Sept. 10 (Bloomberg) -- Used-car prices are poised for a rebound as dealers find it easier to borrow money to buy them, according to Christopher Agnew, an analyst at MKM Partners LLC.
As the CHART OF THE DAY shows, more banks are easing the terms of commercial and industrial loans than tightening them, according to a quarterly survey of senior loan officers by the Federal Reserve. The chart displays an average of readings for larger and smaller banks, as Agnew did in a report yesterday.
Prices for used cars have dropped as much as 6.8 percent from their peak in May 2011, according to an index compiled by Manheim Auctions, the world’s largest auto reseller. August’s reading of 122.3 was released yesterday and showed the first year-over-year increase since March 2012.

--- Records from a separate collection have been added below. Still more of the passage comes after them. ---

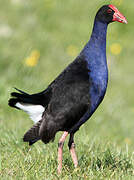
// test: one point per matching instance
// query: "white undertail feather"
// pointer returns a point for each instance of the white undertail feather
(34, 111)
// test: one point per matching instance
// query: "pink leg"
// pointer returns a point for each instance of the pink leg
(73, 155)
(71, 146)
(60, 148)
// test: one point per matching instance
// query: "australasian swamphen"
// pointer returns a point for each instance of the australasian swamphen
(71, 99)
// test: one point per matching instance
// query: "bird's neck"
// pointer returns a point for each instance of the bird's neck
(99, 33)
(97, 43)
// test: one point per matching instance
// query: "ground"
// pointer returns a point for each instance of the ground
(37, 41)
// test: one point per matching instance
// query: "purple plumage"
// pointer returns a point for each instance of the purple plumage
(75, 94)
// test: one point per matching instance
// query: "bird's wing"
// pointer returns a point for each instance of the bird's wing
(70, 95)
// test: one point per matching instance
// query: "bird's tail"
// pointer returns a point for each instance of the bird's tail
(32, 135)
(33, 104)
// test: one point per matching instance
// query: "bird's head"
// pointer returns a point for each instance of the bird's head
(109, 13)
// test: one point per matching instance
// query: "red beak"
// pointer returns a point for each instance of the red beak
(117, 15)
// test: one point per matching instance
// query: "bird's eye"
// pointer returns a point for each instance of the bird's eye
(109, 11)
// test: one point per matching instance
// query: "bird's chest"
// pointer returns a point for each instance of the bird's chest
(98, 78)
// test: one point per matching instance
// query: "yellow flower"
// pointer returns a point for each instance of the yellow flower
(33, 59)
(115, 48)
(72, 50)
(116, 2)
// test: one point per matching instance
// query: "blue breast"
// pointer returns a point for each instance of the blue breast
(95, 55)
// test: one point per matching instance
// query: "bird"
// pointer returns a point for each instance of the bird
(71, 99)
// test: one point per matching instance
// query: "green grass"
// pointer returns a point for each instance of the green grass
(105, 143)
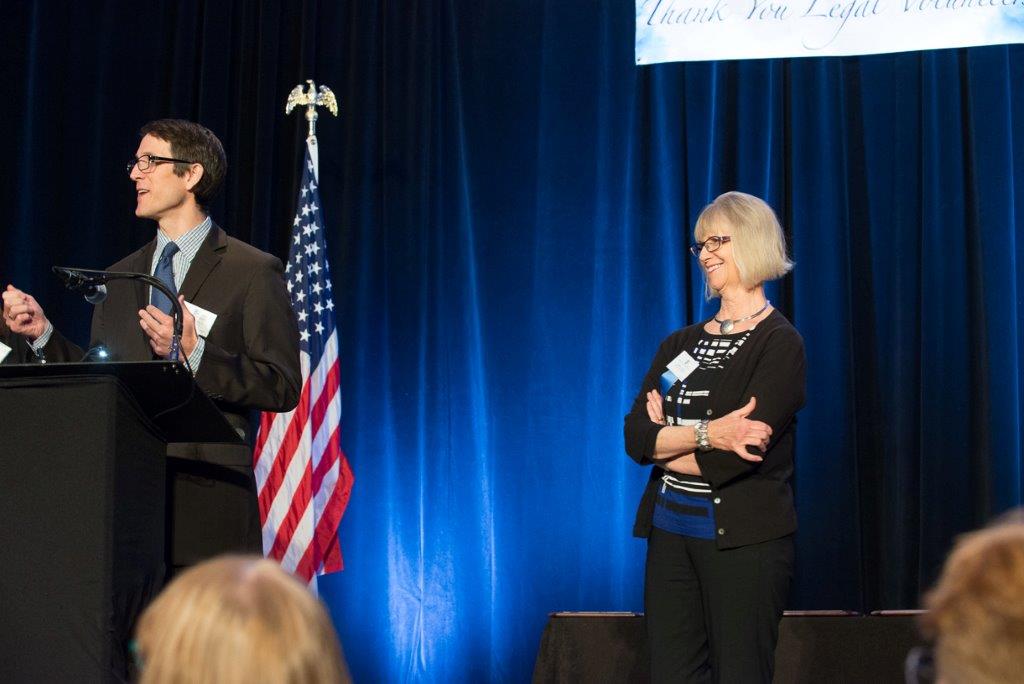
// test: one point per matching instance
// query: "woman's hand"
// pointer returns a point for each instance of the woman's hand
(654, 411)
(735, 432)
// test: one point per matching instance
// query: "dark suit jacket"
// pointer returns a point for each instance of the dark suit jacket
(251, 361)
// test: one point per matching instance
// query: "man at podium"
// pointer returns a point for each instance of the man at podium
(240, 334)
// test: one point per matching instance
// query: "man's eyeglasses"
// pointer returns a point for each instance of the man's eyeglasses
(146, 162)
(712, 244)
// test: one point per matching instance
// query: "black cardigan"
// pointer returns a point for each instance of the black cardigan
(753, 501)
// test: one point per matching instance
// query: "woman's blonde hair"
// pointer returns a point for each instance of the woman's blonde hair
(235, 620)
(976, 611)
(758, 242)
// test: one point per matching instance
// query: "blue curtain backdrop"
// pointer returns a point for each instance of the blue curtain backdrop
(509, 200)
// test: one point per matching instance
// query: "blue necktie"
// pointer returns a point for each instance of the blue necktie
(165, 272)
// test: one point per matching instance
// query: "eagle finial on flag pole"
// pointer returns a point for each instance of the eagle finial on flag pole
(311, 98)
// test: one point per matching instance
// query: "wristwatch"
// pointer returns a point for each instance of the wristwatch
(700, 434)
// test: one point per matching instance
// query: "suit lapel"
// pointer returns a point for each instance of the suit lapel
(206, 260)
(142, 263)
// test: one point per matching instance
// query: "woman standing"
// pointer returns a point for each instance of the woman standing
(716, 418)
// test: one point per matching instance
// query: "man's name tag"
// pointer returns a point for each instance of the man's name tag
(204, 319)
(682, 366)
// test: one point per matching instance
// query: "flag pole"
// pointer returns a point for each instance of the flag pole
(312, 98)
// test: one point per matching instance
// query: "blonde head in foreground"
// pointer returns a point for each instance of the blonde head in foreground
(235, 620)
(976, 611)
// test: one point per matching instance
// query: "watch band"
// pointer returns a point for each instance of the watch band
(700, 435)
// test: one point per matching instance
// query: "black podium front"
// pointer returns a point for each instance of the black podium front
(82, 509)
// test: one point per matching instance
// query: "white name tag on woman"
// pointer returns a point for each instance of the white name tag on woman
(204, 319)
(682, 366)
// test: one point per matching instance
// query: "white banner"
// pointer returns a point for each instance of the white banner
(699, 30)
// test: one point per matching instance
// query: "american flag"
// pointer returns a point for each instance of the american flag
(302, 475)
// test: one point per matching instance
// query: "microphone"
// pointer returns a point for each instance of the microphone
(92, 284)
(94, 293)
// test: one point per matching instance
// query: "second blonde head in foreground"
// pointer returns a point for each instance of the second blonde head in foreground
(235, 620)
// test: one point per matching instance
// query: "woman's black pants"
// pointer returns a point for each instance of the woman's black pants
(713, 614)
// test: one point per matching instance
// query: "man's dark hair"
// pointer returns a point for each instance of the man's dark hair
(198, 144)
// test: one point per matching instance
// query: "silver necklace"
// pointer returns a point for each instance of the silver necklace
(725, 327)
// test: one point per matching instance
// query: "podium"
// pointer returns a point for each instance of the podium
(82, 508)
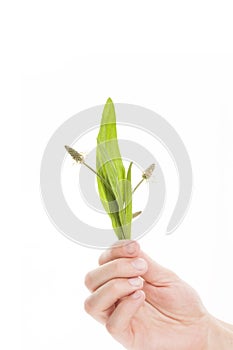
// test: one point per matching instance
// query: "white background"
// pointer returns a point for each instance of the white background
(172, 57)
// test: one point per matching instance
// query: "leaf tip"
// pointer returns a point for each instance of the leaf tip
(109, 100)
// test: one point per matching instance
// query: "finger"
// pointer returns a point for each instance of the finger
(123, 248)
(99, 302)
(119, 322)
(123, 267)
(156, 274)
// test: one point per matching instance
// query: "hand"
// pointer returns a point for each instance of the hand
(144, 305)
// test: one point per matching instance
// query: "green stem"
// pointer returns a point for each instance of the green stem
(138, 185)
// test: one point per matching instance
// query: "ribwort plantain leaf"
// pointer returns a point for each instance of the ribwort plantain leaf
(110, 167)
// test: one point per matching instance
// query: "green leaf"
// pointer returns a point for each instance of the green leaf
(110, 167)
(127, 211)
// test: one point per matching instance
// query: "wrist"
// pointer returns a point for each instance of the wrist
(219, 336)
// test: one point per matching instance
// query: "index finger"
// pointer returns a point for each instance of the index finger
(122, 248)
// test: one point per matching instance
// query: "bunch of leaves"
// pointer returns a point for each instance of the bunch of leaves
(114, 183)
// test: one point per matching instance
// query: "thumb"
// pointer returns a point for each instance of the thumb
(157, 274)
(118, 324)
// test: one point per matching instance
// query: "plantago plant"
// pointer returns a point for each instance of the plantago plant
(114, 181)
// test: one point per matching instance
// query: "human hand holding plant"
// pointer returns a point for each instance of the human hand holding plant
(155, 311)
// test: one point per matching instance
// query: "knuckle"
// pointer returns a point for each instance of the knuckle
(111, 328)
(88, 280)
(115, 286)
(87, 306)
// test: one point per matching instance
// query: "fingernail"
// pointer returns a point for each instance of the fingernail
(139, 264)
(131, 248)
(137, 294)
(136, 282)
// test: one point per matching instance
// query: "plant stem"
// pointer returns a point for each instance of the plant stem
(138, 185)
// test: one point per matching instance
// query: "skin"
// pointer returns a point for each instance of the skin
(157, 310)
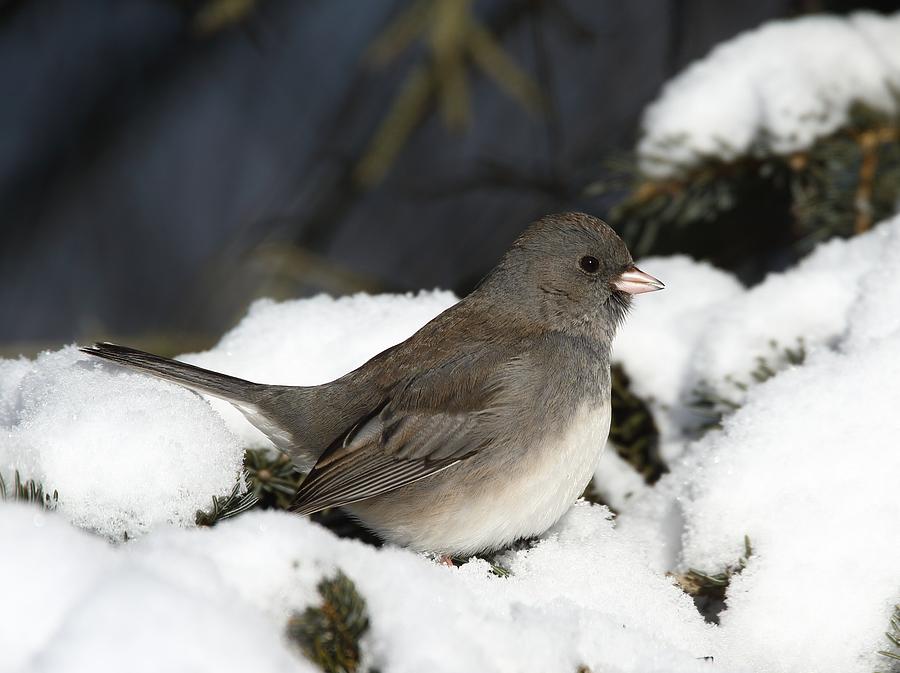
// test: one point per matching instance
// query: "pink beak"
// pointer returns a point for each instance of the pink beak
(635, 281)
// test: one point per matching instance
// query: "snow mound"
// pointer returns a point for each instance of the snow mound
(806, 468)
(822, 525)
(125, 451)
(775, 89)
(218, 599)
(312, 341)
(807, 306)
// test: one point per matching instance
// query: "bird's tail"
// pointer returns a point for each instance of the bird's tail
(230, 388)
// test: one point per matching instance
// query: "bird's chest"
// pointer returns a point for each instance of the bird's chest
(559, 470)
(531, 492)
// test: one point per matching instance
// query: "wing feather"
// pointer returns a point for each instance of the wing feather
(436, 420)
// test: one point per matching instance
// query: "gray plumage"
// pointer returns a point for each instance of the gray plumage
(483, 426)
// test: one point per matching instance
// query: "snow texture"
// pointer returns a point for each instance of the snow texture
(773, 90)
(807, 468)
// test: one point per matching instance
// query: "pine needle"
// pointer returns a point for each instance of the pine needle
(329, 635)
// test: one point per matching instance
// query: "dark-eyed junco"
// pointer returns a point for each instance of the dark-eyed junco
(481, 428)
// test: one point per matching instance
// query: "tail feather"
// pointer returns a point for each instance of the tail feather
(202, 380)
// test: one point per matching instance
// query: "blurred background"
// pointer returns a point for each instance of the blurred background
(165, 162)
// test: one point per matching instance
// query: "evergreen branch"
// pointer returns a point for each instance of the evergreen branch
(225, 508)
(893, 636)
(633, 431)
(710, 403)
(28, 491)
(707, 589)
(839, 186)
(329, 635)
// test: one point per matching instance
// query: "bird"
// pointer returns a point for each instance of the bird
(480, 429)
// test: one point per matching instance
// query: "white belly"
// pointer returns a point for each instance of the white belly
(532, 500)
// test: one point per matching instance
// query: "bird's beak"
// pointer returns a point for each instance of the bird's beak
(635, 281)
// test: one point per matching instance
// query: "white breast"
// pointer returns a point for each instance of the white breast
(534, 498)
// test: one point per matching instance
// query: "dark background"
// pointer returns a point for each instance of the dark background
(159, 168)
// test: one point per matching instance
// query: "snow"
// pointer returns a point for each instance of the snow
(806, 468)
(776, 89)
(312, 341)
(218, 599)
(124, 451)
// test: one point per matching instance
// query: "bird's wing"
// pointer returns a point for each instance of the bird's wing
(427, 424)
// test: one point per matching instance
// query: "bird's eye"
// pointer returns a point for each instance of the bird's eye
(589, 264)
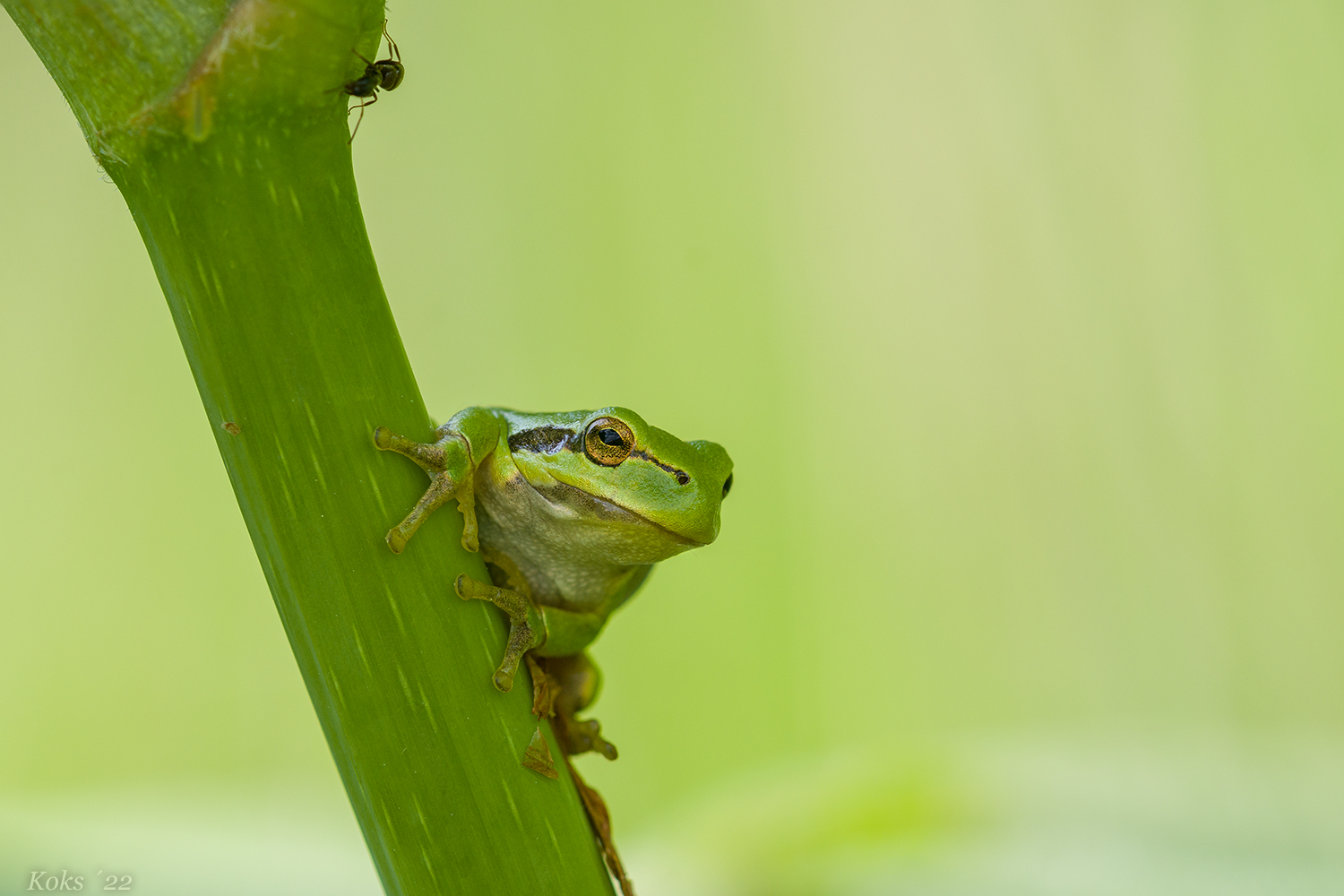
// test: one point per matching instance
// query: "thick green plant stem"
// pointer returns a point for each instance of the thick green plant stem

“The Fed loan survey is a bullish leading indicator,” Agnew wrote. The Stamford, Connecticut-based analyst added that its correlation with the Manheim index since June 2007 has been 74 percent. The highest possible reading is 100 percent, which would show the two gauges have moved in lockstep.
Availability of credit is just one reason why the used-car market is healthy, he wrote. Cars coming off leases and coming out of rental fleets “are more desirable models” than in past years, the report said, and the supply of off-lease vehicles will be relatively small for the next two years.
The outlook bodes well for Hertz Global Holdings Inc., the second-largest U.S. car-rental company, and Avis Budget Group Inc., the third biggest, he wrote. Agnew recommends buying shares of both companies.